According to the political scientist, the United States is now obsessed with the idea of denigrating China. This is especially evident after the spread of the coronavirus pandemic. In addition, the incident involving the Chinese company Luckin Coffee, whose shares were listed in New York, exacerbated the fraud problem related to the public sale offer. The Luckin Coffee case contributed to Washington now believing that the practice of exaggerating financial results is widespread among Chinese companies.
An investigation revealed that Luckin Coffee falsified the sales data for its products, inflating them $ 310 million. As a result, the trading of Luckin Coffee shares on the New York Stock Exchange was temporarily suspended. After resuming its capitalization, it plunged 35 percent, sinking the quotes of other Chinese companies like Alibaba, iQiyi, Baidu and JD.com. Although these companies are unrelated to Luckin Coffee, investors began to suspect that they may be using the same practices.
"I think Chinese companies really need to strengthen self-discipline. However, Washington's new move is associated with populism that has recently spread [in the American country]. Now, the shares of more than a hundred Chinese companies are listed on US stock markets. The United States claims to be acting in its own interest. However, it does not realize that Chinese companies bring with them the capital that is so necessary for the North American country, "he explained.
The Trump Administration has previously banned pension funds from investing in the shares of Chinese companies. And last week the Senate passed the audit law.
Apparently, Washington understood that the tariff pressure exerted on China had not worked and decided to pave the way for another escalation and unleash a financial confrontation with the Asian country. However, as in the case of pension funds, US investors will also be affected if Chinese companies are excluded from the national stock markets, since they occupy an important part in their stock market, Chen Fengying warned.
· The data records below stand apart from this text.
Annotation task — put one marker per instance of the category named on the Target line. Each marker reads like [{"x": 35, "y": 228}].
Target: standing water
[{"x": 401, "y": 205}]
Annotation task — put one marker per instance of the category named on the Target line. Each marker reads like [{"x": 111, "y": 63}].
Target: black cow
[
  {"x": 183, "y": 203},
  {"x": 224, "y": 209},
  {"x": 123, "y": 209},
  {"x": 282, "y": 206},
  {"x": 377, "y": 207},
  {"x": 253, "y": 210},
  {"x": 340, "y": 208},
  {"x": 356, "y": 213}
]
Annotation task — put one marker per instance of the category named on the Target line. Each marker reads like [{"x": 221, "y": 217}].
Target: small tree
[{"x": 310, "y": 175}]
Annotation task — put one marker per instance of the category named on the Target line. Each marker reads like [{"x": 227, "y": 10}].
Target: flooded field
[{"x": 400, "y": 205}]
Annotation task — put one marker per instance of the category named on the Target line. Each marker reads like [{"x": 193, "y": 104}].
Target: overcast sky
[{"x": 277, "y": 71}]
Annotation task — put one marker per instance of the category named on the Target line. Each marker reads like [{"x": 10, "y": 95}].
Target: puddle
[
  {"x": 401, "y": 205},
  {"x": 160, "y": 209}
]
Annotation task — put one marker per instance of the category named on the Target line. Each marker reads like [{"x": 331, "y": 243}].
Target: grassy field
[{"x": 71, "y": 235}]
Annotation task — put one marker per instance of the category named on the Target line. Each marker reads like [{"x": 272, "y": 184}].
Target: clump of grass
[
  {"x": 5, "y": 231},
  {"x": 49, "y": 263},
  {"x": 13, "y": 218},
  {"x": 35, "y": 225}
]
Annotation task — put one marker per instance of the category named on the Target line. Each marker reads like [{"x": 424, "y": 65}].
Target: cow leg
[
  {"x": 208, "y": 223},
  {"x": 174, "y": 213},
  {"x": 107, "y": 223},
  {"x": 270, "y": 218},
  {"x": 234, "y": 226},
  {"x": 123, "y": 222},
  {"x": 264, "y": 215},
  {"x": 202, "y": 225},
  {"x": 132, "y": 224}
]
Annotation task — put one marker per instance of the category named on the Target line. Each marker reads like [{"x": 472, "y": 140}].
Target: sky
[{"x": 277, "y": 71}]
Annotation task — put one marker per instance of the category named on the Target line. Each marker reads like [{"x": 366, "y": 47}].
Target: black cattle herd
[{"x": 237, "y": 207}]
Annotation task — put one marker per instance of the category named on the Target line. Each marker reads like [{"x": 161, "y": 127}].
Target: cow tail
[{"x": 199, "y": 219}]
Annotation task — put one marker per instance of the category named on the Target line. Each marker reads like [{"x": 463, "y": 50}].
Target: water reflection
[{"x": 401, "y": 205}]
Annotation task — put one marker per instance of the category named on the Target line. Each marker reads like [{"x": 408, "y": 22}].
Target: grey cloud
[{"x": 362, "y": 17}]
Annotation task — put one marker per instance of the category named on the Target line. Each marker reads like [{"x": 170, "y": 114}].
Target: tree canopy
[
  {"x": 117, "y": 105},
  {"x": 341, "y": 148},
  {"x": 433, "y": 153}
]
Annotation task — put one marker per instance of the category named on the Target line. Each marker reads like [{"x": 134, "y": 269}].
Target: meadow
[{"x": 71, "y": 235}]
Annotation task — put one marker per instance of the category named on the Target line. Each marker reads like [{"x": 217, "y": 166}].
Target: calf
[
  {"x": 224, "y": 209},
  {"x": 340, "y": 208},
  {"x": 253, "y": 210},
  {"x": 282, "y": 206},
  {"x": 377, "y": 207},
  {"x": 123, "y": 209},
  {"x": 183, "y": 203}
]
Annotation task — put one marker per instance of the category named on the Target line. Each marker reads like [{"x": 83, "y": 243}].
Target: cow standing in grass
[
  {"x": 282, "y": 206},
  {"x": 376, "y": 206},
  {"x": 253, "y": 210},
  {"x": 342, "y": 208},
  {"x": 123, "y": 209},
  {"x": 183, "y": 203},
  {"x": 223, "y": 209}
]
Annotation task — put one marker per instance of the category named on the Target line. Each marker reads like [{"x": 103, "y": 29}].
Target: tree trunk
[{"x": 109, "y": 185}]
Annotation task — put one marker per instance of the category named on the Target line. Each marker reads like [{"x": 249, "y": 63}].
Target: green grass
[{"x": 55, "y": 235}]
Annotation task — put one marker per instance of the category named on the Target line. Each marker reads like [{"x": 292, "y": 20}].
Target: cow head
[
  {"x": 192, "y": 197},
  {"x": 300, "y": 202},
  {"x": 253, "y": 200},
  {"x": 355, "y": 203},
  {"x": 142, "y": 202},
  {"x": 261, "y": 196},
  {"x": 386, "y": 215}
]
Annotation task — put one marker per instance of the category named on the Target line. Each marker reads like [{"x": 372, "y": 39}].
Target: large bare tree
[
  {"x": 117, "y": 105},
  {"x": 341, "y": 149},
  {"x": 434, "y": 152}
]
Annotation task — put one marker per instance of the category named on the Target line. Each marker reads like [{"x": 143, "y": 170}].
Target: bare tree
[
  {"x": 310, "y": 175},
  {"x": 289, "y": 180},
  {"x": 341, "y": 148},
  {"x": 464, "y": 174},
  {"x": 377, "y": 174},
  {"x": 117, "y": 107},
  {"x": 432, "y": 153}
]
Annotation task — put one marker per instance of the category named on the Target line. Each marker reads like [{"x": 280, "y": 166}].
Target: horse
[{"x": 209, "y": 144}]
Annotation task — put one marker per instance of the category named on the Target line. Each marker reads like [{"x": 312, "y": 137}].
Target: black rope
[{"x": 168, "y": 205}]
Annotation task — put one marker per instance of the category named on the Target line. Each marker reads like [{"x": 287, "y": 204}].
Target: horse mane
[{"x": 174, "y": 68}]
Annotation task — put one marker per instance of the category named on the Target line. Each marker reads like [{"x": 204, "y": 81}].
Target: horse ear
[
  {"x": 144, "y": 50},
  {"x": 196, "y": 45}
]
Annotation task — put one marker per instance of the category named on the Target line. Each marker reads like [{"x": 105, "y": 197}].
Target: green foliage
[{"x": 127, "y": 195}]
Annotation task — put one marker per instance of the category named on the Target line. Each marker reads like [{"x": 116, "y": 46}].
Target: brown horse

A Sino-US economy and security commission calculated that a total of 156 Chinese companies with a market capitalization of $ 1.2 trillion are currently present in the US stock markets, estimated at $ 36 trillion. According to the expert, it is not difficult to deduce that its possible withdrawal from these financial markets would lead to a sharp drop in the market capitalization of the US stock markets.
Furthermore, Chen Fengying emphasized that Washington is unlikely to exclude all Chinese companies from its short-term stock markets, but he did not rule out the outcome of this long-term scenario. And it is the epidemic and the global economic recession that allows it.
At the same time, the interviewee stressed that in any case, Chinese companies have alternatives to New York. Thus, in case things get too complicated for them in the North American stock market, they will always be able to transfer their assets to those in London or Hong Kong.